Shuwen Wang, lead scientist for perennial wheat, makes heavy use of The Land Institute’s lab, where he charts DNA to identify chromosome structures that might indicate whether a plant is perennial or annual. That information helps inform his decisions of which plants to include in crossbreeding.
Why did you come to The Land Institute (TLI)?
Back in 2010, Lee (DeHaan) was overseeing both perennial wheat and Kernza® intermediate wheatgrass, but spending increasing time on Kernza breeding. So, TLI decided to hire a new person to focus on perennial wheat. My advisor at Oklahoma State University got the news from Stan (Cox) and encouraged me to apply. I graduated from Oklahoma State University back in 2009, then was at South Dakota State University for just 10 months doing post doctorate research before I came here.

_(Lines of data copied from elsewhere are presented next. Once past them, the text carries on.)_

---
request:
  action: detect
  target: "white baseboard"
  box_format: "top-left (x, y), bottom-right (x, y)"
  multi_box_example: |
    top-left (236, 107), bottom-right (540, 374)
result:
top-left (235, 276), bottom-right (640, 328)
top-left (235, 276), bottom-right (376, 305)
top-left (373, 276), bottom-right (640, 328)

Have you always done research on wheat?
I have worked on wheat since I graduated from college. My first job was annual wheat breeding in China. First, hybrid wheat breeding, then winter wheat breeding and genetics, and now, I work on perennial wheat breeding and genetics!
Do you feel you’ve grown the perennial wheat program substantially since taking it over?
Yes. I think Lee started with the perennial wheat breeding in 2001, together with Stan. In a paper written by Stan and Lee in 2008, 1,500 crosses had been made between 2001 and 2008. At the beginning, Lee tested some perennial lines from Washington State University and several other institutions, and none survived in our field. So, he decided to make new crosses trying to breed lines more adapted for heat and to Kansas’ environment: the weather changes, the moisture, soil… He left me many seeds, and, more importantly, about 843 plants in the field. He told me it was the first time he had that many plants which survived both the summer and the winter in the field. I started with those plants and some seeds and plants in the greenhouse. Now we have tens of thousands of plants that have survived two or more years.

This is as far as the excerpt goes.